Suppose that Conditions 1 ∼ 4 hold and that the matrix \(\Omega^*\) is non-singular. Then, (i) U _n is asymptotically equivalent to the process \(\tilde{U}_n\) in (21.6) which converges weakly to a zero-mean Gaussian process \(U^*\) on \([0,\tau]\) , with covariance function \(\sigma_{RR}(s,t)\) in (21.22). \(\sigma_{RR}(s,t)\) can be consistently estimated by \(\hat{\sigma}_{RR}(s,t).\) In addition, \(\hat{U}_n(s)\) given the data converges weakly to the same limiting process \(U^*\) . (ii) \(V_n(t)\) is asymptotically equivalent to the process \(\tilde{V}_n\) in (21.7) which converges weakly to a zero-mean Gaussian process \(V^*\) on \([0,\tau]\) , with covariance function \(\sigma_{\textit{CHR}}(s,t)\) in (21.23). \(\sigma_{\textit{CHR}}(s,t)\) can be consistently estimated by \(\hat{\sigma}_{\textit{CHR}}(s,t).\) In addition, \(\hat{V}_n(s)\) given the data converges weakly to the same limiting process \(V^*\).

Proof.

(i) As in the proof for Theorem A2 (ii) in Yang and Prentice (2005), by the strong embedding theorem and (21.19), \(Q({\bf \beta})/\sqrt{n}\) can be shown to be asymptotically normal. Now Taylor series expansion of \(Q({\bf b})\) around \({\bf \beta}\) and the non-singularity of \(\Omega^*\) imply that \(\sqrt{n}\Big({\hat{\bf \beta}}-{\bf \beta}\Big)\) is asymptotically normal. From the \(\sqrt{n}\)- boundedness of \({\hat{\bf \beta}}\),

$$\begin{aligned} \sqrt{n}\Big(\hat{R}\Big(t;{\hat{\beta}}\Big) -{\hat{R}}\Big(t;{\beta}\Big)\Big) =\frac{\partial R(t;\beta)}{\partial \beta} \sqrt{n} \Big({\hat{\beta}} -{\beta}\Big)+o_p(1),\end{aligned}$$

uniformly in \(t\leq \tau.\) These results, some algebra and Taylor series expansion together show that U _n is asymptotically equivalent to \(\tilde{U}_n\). Similarly, to the proof of the asymptotic normality of \(Q({\bf \beta})/\sqrt{n}\), one can show that \(\tilde{U}_n\) converges weakly to a zero-mean Gaussian process. Denote the limiting process by \(U^*\). From the martingale integral representation of \(\tilde{U}_n\), it can be shown that the covariation process of \(U^*\) is given by \(\sigma(s,t)\) in (21.22). The consistency of \(\hat{\sigma}_{RR}(s,t)\) can be shown similarly to the proof of Theorem 1.

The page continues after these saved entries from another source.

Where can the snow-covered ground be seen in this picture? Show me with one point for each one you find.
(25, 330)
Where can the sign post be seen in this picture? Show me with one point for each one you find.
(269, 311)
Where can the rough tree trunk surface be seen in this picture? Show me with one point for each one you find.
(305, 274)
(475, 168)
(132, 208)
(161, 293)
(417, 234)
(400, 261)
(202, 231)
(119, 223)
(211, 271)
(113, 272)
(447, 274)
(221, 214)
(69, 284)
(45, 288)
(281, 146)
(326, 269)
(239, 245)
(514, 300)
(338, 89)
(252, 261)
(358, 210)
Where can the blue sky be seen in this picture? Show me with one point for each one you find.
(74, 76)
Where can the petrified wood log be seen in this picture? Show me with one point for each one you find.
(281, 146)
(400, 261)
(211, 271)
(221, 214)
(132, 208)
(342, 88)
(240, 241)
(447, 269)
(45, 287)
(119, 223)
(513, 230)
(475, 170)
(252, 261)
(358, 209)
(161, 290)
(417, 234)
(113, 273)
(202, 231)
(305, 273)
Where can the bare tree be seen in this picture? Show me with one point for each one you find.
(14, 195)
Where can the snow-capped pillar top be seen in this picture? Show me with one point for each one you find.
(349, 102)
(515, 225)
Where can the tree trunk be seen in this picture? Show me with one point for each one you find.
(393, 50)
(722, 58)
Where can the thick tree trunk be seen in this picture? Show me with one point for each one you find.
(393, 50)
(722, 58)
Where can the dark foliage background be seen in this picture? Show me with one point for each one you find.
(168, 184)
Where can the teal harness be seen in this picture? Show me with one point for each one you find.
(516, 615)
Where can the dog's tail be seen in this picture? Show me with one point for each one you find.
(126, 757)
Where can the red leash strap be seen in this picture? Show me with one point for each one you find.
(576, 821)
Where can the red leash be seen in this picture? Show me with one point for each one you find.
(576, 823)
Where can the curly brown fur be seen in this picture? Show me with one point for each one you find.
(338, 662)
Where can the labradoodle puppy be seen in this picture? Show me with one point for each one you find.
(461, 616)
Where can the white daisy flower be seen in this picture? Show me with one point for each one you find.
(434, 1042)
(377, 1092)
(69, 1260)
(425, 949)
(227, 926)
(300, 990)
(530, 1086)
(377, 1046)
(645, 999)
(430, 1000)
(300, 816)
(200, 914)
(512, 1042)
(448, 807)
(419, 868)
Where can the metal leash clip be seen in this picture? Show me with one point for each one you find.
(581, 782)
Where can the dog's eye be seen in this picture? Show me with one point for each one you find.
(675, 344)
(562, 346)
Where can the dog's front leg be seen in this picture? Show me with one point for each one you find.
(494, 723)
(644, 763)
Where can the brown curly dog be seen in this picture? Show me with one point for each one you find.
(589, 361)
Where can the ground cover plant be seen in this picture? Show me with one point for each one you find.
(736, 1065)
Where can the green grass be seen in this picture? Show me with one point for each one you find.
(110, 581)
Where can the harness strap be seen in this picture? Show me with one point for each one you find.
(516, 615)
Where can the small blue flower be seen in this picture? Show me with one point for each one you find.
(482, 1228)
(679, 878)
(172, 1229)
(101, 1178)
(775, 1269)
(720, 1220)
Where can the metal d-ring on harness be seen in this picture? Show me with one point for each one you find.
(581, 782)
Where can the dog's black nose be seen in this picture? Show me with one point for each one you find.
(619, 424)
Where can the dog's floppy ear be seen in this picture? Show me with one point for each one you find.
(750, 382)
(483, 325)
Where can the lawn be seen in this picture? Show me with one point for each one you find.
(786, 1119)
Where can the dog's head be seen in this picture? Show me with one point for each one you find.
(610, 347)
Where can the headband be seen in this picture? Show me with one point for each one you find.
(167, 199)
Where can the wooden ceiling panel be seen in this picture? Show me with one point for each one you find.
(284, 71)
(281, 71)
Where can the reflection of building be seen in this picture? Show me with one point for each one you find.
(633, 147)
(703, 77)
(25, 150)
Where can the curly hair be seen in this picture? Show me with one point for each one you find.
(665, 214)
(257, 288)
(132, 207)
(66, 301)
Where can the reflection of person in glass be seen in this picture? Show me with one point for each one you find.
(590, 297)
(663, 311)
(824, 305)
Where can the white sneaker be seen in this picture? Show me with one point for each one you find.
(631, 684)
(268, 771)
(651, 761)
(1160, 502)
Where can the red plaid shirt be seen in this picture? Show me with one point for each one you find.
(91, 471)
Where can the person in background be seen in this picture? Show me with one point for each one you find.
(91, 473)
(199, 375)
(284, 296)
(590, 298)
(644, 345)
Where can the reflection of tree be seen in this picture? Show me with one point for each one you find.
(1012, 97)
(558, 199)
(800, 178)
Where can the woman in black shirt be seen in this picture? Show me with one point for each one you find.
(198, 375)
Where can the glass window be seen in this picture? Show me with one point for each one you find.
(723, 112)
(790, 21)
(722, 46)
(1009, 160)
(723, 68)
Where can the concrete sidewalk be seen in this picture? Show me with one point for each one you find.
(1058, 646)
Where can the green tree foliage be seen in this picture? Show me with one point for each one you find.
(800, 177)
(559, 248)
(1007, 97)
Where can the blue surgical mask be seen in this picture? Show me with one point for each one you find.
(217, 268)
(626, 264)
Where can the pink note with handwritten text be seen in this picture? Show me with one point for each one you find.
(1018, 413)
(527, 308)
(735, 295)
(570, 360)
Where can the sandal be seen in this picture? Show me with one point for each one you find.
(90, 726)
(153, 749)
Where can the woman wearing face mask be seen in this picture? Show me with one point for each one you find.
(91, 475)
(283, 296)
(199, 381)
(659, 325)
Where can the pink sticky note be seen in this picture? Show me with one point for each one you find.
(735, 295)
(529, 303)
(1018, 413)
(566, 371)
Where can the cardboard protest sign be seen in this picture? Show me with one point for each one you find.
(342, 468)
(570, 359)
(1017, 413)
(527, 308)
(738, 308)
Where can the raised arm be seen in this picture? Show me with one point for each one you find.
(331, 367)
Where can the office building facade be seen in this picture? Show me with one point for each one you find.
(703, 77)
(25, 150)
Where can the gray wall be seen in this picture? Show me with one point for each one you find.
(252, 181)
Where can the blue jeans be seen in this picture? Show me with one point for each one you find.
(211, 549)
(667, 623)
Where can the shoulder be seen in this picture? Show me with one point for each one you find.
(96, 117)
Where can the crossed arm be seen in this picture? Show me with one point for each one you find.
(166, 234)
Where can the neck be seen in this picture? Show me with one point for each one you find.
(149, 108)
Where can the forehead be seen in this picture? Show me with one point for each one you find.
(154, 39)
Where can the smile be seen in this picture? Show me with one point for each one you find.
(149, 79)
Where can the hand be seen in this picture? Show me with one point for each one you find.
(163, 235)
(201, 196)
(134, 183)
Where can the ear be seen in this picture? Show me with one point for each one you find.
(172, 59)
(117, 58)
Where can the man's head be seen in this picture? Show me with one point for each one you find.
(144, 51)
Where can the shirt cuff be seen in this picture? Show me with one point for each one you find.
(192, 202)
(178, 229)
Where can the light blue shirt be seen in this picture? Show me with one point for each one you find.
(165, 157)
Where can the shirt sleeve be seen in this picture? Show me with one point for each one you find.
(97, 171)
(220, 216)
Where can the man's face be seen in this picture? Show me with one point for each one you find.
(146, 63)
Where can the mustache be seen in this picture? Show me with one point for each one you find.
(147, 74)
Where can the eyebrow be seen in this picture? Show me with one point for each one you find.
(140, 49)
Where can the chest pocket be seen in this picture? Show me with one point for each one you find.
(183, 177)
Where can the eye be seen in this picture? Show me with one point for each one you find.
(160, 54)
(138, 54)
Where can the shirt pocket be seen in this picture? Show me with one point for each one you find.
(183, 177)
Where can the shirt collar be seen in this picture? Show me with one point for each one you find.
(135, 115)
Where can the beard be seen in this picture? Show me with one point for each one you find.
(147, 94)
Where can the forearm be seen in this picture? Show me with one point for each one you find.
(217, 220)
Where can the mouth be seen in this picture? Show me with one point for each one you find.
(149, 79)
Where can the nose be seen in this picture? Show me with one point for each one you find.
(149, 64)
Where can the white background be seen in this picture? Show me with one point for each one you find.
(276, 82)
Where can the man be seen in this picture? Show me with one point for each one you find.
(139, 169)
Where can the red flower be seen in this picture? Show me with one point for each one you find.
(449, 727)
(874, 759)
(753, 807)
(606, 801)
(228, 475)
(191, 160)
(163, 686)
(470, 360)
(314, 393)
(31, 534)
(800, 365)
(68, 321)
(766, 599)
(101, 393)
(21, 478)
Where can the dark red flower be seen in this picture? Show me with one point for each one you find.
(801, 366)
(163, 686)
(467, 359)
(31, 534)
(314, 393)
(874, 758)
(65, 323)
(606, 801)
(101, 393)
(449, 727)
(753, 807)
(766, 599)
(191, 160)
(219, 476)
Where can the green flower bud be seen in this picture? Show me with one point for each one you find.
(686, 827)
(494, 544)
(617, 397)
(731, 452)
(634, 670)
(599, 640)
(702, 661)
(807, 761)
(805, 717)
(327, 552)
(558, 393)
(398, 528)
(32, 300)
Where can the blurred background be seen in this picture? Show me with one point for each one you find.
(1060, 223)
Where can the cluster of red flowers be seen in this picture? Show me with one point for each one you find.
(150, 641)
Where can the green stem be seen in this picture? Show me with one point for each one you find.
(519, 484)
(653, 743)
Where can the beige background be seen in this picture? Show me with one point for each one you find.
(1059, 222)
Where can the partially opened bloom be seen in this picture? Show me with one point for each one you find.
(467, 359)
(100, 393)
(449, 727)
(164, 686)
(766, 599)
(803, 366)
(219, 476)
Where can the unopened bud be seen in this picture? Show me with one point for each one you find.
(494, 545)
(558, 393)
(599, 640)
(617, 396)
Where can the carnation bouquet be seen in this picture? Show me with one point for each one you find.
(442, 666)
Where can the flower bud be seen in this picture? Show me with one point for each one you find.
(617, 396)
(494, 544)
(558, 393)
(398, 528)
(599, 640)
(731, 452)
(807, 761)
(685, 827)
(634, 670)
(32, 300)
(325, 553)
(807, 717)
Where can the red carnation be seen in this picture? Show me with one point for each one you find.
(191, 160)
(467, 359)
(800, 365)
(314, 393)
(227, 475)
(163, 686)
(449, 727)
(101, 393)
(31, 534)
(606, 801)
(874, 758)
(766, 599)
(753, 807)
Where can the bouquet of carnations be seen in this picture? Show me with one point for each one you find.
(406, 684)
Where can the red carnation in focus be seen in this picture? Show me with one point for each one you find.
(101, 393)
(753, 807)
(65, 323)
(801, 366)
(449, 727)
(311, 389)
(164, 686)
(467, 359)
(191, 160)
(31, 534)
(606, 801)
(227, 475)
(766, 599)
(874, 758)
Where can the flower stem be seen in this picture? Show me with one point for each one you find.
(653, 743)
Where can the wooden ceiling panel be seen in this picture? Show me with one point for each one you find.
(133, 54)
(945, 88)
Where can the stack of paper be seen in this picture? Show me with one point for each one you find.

By checking the tightness condition and the convergence of the finite-dimensional distributions, it can be shown that \(\hat{U}_n(s)\) given the data also converges weakly to \(U^*\).

(ii) The assertions on V _n , \(\tilde{V}_n\), etc. can be proved similarly to the case for U _n , \(\tilde{U}_n\), etc. in (i).